More than 350 residents have signed a petition trying to stop the project over several issues, including traffic to and from the operation, and impact on their well water. 

Rackcliffe said the high-tech facility will be environmentally friendly, with minimal impact on the watershed, traffic or community. 

“Again, most of those impacts that are perceived are just based on misconceptions,” Rackliffe said.

Heidi Edwards is skeptical and concerned that it will be too late to repair certain types of impacts once the marijuana is growing in an actual building. 

“It could be orchids. It could be carrots,” she said. “But a building that size does not fit into a residential neighborhood. What happens if our wells run dry? What happens when our property values go down?”

Cann Cure is one of 74 medical marijuana cultivator applicants approved by the Department of Business Regulation, of which 41 have received their licenses and 25 are currently growing pot.

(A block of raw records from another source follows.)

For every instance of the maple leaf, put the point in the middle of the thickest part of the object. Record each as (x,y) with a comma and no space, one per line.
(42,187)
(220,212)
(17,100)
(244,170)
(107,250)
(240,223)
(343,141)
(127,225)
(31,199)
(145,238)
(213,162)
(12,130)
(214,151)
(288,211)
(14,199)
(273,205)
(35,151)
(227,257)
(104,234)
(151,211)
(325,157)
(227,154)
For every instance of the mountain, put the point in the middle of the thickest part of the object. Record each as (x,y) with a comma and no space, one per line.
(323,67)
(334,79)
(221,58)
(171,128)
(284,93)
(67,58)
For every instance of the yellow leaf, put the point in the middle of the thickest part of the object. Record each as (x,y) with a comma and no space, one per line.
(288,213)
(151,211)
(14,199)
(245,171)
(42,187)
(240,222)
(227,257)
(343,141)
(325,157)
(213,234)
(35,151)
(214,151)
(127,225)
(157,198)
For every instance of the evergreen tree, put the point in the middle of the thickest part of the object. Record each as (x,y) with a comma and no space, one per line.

Warwick has welcomed the industry, with 28 of the 74 approved applicants – nearly 38 percent of the total – located in that city.

By contrast, seven of the applicants are planning on growing in Providence, and 18 municipalities have no applicants for proposed grows.

Just under 16,000 pounds of cannabis was sold last year, bringing in $38,361,750 in sales and a little more than $4.1 million in tax and compassion center surcharge revenue to the state.

Cann Cure was asked to make changes to its building at a recent planning board meeting.

The Edwards said opponents plan to air their opposition the next time the proposal goes before the planning board. 

Rackliffe said while his client will work with the community, at this point, the only part of the process that remains involves design issues with the building.